Linguistic Gap Analysis
Linguistic Gap Analysis
Where Javanese has no equivalent
- Justification (forensic declaration): Javanese has no single word for a legal declaration of right standing granted by a judge. The compound kaanggep bener dening Gusti Allah (“counted as righteous by God”) is a constructed phrase and needs teaching support the first several times it appears.
- Imputed righteousness: similarly constructed (kabeneran kang kaanggep saking Gusti Allah). There is no everyday Javanese concept of a status being credited apart from one’s own action — the cultural intuition, reinforced by kasekten and kasampurnan, runs the opposite direction, toward standing built up through discipline.
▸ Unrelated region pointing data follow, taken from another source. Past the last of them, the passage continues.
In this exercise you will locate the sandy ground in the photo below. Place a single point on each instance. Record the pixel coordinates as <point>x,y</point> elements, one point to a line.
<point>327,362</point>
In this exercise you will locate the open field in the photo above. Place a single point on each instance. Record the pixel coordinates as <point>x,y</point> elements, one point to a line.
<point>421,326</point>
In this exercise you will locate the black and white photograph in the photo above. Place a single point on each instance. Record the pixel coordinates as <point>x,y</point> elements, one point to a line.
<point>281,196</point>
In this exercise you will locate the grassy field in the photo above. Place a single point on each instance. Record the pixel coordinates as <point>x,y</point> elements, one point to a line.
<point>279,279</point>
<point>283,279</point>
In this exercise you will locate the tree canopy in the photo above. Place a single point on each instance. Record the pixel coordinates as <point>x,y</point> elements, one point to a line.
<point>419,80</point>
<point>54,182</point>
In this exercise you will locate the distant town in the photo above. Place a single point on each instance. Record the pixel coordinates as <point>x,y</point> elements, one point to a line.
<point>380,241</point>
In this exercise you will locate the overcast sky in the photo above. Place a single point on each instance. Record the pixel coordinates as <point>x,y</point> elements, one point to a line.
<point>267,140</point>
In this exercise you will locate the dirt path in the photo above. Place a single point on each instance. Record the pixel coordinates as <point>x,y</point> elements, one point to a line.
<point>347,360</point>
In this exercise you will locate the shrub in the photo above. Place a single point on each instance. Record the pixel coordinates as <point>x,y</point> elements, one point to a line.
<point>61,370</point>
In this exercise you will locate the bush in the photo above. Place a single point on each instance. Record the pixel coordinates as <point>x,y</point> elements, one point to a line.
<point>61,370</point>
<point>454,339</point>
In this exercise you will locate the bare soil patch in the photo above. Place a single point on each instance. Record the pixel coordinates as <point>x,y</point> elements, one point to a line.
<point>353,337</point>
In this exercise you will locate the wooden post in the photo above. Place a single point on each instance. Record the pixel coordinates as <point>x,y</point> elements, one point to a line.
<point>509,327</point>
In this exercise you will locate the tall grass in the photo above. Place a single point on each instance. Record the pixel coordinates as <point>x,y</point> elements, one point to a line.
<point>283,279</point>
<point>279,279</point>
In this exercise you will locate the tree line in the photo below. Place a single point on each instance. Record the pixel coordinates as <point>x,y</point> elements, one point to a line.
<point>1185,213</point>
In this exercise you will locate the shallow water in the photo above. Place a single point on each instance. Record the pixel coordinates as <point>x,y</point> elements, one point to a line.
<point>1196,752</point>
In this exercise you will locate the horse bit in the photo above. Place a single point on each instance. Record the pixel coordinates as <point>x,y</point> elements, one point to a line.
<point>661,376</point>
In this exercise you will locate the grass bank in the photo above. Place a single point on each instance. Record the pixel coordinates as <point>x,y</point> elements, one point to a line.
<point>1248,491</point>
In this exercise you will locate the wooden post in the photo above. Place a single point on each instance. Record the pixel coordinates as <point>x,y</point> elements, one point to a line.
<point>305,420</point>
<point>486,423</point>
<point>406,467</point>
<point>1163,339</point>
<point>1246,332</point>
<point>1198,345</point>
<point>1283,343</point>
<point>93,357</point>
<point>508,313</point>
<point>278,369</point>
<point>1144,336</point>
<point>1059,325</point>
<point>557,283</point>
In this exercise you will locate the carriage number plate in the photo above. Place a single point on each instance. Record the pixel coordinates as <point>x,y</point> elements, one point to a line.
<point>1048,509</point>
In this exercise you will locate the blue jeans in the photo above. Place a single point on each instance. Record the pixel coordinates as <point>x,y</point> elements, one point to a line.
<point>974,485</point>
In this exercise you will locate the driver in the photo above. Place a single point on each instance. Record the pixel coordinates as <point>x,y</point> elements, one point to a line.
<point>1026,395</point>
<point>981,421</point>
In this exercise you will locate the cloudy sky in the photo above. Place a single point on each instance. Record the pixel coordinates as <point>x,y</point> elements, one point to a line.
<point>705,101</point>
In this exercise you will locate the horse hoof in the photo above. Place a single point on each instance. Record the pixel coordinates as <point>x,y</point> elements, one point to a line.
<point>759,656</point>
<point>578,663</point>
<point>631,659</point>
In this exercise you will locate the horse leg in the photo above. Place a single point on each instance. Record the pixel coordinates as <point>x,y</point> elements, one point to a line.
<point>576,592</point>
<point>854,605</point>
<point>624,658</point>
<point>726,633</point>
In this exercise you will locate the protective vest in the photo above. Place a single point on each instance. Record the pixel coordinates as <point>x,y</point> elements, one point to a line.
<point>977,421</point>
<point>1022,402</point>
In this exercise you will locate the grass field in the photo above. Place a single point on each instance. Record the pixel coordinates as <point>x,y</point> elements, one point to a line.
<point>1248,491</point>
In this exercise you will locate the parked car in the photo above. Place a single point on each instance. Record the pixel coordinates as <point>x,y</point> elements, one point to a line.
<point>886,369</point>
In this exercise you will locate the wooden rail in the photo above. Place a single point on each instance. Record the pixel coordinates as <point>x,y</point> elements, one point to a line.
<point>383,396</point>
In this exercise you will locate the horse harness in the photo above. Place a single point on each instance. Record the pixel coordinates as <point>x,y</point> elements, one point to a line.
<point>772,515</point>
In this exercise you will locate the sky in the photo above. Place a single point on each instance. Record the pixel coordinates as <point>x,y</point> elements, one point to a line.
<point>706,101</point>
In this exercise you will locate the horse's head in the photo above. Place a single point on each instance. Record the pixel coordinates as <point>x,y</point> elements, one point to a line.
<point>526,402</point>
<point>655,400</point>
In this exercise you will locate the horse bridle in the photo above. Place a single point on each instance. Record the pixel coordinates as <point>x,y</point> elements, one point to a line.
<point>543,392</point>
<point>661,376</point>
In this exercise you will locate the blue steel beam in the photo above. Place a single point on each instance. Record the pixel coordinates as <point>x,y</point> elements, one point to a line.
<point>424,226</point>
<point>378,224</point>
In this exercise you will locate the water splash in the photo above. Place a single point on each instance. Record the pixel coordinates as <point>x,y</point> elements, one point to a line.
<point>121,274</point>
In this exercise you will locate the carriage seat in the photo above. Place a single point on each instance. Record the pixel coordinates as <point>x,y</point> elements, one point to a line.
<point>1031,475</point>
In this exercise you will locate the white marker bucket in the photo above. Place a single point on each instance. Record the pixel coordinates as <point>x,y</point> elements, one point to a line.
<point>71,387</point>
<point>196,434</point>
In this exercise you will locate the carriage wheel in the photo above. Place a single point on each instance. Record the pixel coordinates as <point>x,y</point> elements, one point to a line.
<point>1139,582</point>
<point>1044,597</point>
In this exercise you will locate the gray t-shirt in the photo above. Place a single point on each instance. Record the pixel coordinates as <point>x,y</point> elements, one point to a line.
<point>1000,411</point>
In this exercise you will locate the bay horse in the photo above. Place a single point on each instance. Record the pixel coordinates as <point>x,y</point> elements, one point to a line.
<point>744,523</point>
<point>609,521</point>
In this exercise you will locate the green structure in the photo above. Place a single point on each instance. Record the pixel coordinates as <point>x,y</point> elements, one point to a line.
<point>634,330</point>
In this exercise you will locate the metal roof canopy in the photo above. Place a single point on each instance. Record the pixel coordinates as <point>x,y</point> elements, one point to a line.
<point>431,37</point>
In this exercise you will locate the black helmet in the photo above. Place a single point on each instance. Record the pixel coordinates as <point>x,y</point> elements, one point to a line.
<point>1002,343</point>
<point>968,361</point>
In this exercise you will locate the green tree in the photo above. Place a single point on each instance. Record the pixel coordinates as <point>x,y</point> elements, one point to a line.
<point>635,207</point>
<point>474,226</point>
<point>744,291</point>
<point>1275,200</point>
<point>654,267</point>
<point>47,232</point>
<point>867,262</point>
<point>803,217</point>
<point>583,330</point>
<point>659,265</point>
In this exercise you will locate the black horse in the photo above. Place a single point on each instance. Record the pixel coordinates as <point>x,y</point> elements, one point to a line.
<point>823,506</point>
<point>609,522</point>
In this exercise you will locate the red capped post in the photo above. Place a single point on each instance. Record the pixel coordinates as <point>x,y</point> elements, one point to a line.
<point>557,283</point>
- Covenant: prajanjian exists but functions more like a formal, negotiated pact than the relational, God-initiated bond Scripture describes. Every occurrence needs surrounding context to carry the relational weight.
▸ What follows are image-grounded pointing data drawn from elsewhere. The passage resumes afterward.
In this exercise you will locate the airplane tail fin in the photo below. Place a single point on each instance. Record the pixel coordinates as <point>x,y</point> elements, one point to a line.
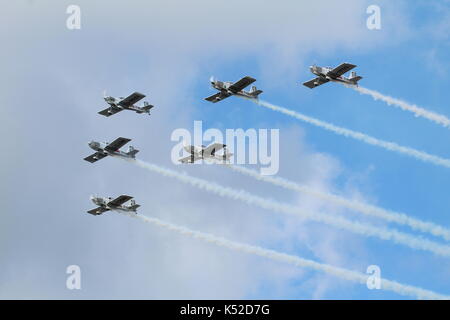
<point>132,151</point>
<point>354,78</point>
<point>133,206</point>
<point>255,92</point>
<point>146,108</point>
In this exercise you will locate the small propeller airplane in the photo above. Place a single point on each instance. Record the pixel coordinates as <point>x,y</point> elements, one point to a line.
<point>119,104</point>
<point>206,153</point>
<point>326,74</point>
<point>110,149</point>
<point>117,204</point>
<point>228,89</point>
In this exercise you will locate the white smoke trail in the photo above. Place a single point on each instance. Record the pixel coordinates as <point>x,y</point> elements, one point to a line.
<point>421,155</point>
<point>295,260</point>
<point>418,111</point>
<point>338,222</point>
<point>388,215</point>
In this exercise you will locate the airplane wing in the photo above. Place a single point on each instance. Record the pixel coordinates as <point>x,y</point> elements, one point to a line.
<point>217,97</point>
<point>341,69</point>
<point>119,200</point>
<point>213,148</point>
<point>98,211</point>
<point>110,111</point>
<point>117,144</point>
<point>315,82</point>
<point>131,99</point>
<point>95,157</point>
<point>189,159</point>
<point>241,84</point>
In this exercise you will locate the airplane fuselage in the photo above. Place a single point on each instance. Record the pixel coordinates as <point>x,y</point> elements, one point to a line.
<point>323,73</point>
<point>114,103</point>
<point>224,87</point>
<point>100,147</point>
<point>103,202</point>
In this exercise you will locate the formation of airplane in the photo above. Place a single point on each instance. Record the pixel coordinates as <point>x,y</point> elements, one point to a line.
<point>325,74</point>
<point>119,104</point>
<point>104,149</point>
<point>228,89</point>
<point>117,204</point>
<point>206,153</point>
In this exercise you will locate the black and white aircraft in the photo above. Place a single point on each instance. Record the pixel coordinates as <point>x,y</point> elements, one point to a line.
<point>117,204</point>
<point>118,104</point>
<point>228,89</point>
<point>104,149</point>
<point>326,74</point>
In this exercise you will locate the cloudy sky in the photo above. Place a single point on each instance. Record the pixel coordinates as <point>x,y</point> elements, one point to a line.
<point>51,87</point>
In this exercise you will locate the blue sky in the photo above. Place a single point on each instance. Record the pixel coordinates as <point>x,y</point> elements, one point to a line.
<point>52,88</point>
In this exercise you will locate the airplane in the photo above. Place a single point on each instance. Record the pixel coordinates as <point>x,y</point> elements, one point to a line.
<point>228,89</point>
<point>205,153</point>
<point>117,204</point>
<point>326,74</point>
<point>111,149</point>
<point>118,104</point>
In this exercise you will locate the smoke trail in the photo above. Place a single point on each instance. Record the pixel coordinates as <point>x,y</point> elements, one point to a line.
<point>418,111</point>
<point>338,222</point>
<point>391,216</point>
<point>426,157</point>
<point>294,260</point>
Where Javanese has a false friend
- Gusti (lord): doubles as the ordinary address for a feudal lord or palace master within the keraton social hierarchy, requiring context to establish Christ’s unique, supreme Lordship.
- Kasekten (potency): the most pervasive false friend in this package, describing acquirable spiritual or magical power attributed to sacred objects, ascetics, and rulers; risky for both grace and the power of God.
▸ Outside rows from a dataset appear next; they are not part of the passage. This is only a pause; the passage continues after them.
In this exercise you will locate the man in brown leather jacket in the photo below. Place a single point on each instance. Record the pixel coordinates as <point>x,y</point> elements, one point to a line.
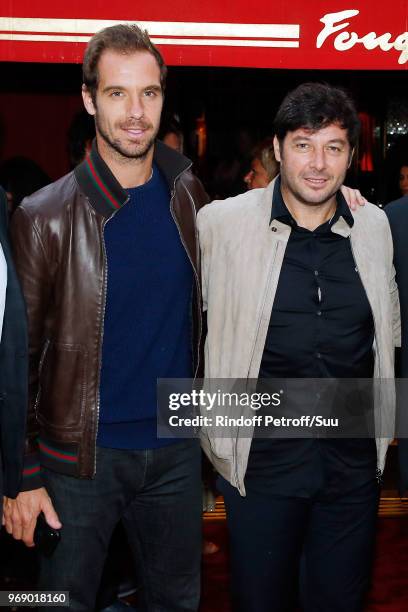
<point>108,261</point>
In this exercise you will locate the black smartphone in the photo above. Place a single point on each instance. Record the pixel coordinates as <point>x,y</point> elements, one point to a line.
<point>45,537</point>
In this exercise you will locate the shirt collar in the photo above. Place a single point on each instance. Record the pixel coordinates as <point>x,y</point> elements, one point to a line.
<point>280,211</point>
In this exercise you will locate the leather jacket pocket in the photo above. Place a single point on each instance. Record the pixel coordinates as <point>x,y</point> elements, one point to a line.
<point>62,394</point>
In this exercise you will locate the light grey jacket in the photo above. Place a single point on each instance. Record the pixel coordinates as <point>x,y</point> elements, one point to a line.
<point>242,253</point>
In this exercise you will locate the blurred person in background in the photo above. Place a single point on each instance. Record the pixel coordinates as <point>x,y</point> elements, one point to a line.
<point>403,179</point>
<point>20,177</point>
<point>171,134</point>
<point>264,166</point>
<point>13,367</point>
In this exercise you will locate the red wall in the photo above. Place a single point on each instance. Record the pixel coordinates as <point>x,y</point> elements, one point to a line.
<point>35,125</point>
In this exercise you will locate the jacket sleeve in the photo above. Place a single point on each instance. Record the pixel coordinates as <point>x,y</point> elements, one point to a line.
<point>33,270</point>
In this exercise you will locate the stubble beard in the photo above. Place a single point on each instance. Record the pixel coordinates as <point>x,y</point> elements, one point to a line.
<point>305,199</point>
<point>138,152</point>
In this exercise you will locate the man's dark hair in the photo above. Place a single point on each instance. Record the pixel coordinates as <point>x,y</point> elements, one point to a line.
<point>122,38</point>
<point>315,106</point>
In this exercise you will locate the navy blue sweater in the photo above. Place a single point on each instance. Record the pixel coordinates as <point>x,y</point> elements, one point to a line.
<point>147,329</point>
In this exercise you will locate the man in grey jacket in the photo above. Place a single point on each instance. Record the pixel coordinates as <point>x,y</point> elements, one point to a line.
<point>13,366</point>
<point>296,286</point>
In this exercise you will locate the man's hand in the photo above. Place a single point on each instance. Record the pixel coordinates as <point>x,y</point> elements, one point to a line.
<point>20,514</point>
<point>353,197</point>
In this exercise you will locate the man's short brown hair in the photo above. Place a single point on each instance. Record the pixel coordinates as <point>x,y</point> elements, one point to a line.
<point>123,38</point>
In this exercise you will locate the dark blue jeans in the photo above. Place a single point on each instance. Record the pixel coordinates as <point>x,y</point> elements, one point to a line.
<point>327,540</point>
<point>157,495</point>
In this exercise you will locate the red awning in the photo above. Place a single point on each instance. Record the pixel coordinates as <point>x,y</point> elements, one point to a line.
<point>319,34</point>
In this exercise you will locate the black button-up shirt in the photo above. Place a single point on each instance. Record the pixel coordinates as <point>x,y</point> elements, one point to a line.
<point>321,326</point>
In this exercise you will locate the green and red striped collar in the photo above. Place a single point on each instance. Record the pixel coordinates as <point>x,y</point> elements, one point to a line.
<point>103,190</point>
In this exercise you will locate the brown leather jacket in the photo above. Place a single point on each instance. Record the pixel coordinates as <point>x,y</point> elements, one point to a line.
<point>60,257</point>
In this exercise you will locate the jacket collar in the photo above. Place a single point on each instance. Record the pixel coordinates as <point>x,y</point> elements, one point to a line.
<point>105,193</point>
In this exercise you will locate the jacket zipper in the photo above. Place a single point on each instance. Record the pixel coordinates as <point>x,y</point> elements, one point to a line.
<point>173,193</point>
<point>105,290</point>
<point>195,275</point>
<point>40,366</point>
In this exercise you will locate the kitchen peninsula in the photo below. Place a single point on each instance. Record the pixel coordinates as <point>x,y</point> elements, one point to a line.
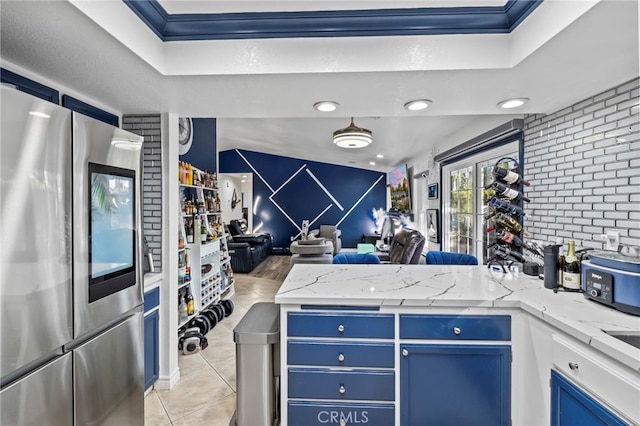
<point>416,344</point>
- Titisan (spirit-descent): the belief that an ancestor’s or deity’s spiritual quality is reborn or manifested in a later figure, a serious false friend for resurrection.
Where Javanese already has strong equivalents
- Pitados (faith/belief) functions well for trust in a person, once the object of trust is specified.
- Dosa (sin) functions well as moral transgression, provided it is anchored to offense against a personal God rather than left as generic ritual impurity (cemer).
- Katimbalan (calling, drawn from court-summons protocol) works well for a personal divine call, once distinguished from the impersonal wahyu.